Assuming plane waves, ear-canal acoustic quantities, collectively known as wideband acoustic immittance (WAI), are frequently used in research and in the clinic to assess the conductive status of the middle ear. Secondary applications include compensating for the ear-canal acoustics when delivering stimuli to the ear and measuring otoacoustic emissions. However, the ear canal is inherently non-uniform and terminated at an oblique angle by the conical-shaped tympanic membrane (TM), thus potentially confounding the ability of WAI quantities in characterizing the middle-ear status. This paper studies the isolated possible confounding effects of TM orientation and shape on characterizing the middle ear using WAI in human ears.

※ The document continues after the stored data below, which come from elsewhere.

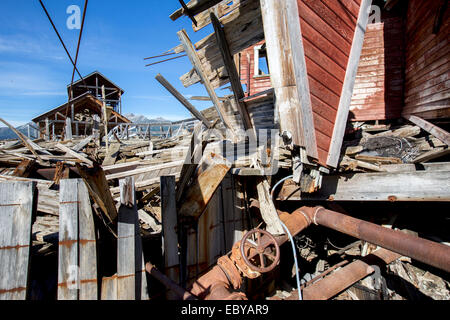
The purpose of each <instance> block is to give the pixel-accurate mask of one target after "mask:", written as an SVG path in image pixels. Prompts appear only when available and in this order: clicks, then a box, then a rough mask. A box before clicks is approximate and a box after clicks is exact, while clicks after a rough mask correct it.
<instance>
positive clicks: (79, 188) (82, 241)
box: [72, 179, 98, 300]
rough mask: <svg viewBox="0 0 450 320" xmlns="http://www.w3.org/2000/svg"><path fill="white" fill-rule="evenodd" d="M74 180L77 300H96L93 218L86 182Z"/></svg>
mask: <svg viewBox="0 0 450 320" xmlns="http://www.w3.org/2000/svg"><path fill="white" fill-rule="evenodd" d="M76 180H77V185H78V225H79V240H78V241H79V244H78V246H79V254H80V257H79V259H80V262H79V263H80V265H79V266H80V292H79V300H97V299H98V292H97V291H98V289H97V287H98V285H97V283H98V280H97V246H96V242H95V226H94V218H93V216H92V207H91V201H90V199H89V192H88V189H87V187H86V184H85V183H84V181H83V180H81V179H76ZM72 192H73V191H72Z"/></svg>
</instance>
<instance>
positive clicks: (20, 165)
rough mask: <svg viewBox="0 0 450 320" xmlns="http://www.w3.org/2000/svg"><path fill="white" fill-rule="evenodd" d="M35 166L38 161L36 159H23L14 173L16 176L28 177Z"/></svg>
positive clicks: (13, 175)
mask: <svg viewBox="0 0 450 320" xmlns="http://www.w3.org/2000/svg"><path fill="white" fill-rule="evenodd" d="M35 167H36V162H35V161H34V160H23V161H22V162H21V163H20V164H19V165H18V166H17V167H16V169H14V172H13V174H12V175H13V176H15V177H21V178H28V176H29V175H30V174H31V173H32V171H33V169H34V168H35Z"/></svg>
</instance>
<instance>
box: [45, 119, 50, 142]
mask: <svg viewBox="0 0 450 320" xmlns="http://www.w3.org/2000/svg"><path fill="white" fill-rule="evenodd" d="M49 140H50V127H49V123H48V118H45V141H49Z"/></svg>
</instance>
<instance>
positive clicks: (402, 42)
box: [349, 12, 404, 121]
mask: <svg viewBox="0 0 450 320" xmlns="http://www.w3.org/2000/svg"><path fill="white" fill-rule="evenodd" d="M383 14H384V12H383ZM403 43H404V42H403V20H402V18H401V17H387V18H383V17H382V20H381V22H379V23H373V24H369V25H368V26H367V31H366V35H365V37H364V45H363V50H362V53H361V59H360V61H359V66H358V74H357V76H356V82H355V87H354V90H353V97H352V102H351V106H350V115H349V119H350V120H355V121H361V120H363V121H364V120H385V119H395V118H399V117H400V116H401V112H402V108H403V84H404V76H403V72H404V70H403V64H404V62H403V61H404V45H403Z"/></svg>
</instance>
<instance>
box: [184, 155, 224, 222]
mask: <svg viewBox="0 0 450 320" xmlns="http://www.w3.org/2000/svg"><path fill="white" fill-rule="evenodd" d="M202 162H203V163H205V165H206V168H203V170H201V171H202V172H201V173H200V174H199V175H198V176H197V177H196V178H195V180H194V182H193V183H192V185H191V186H190V188H189V189H188V190H187V192H186V195H185V197H183V198H182V199H183V200H182V201H181V203H182V206H181V208H180V210H179V214H180V216H189V217H194V218H199V217H200V215H201V214H202V213H203V211H204V209H205V208H206V206H207V205H208V203H209V201H210V200H211V198H212V196H213V195H214V192H215V191H216V189H217V188H218V186H219V185H220V183H221V182H222V180H223V178H224V177H225V175H226V174H227V172H228V171H229V170H230V168H231V166H230V165H229V164H228V163H227V161H226V160H225V159H224V158H223V157H221V156H219V155H217V154H208V155H205V157H204V159H203V160H202ZM200 166H202V164H200Z"/></svg>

That is, the non-uniform geometry of the ear canal is not considered except for that resulting from the TM orientation and shape. This is achieved using finite-element models of uniform ear canals terminated by both lumped-element and finite-element middle-ear models. In addition, the effects on stimulation and reverse-transmission quantities are investigated, including the physical significance of quantities seeking to approximate the sound pressure at the TM. The results show a relatively small effect of the TM orientation on WAI quantities, except for a distinct delay above 10 kHz, further affecting some stimulation and reverse-transmission quantities.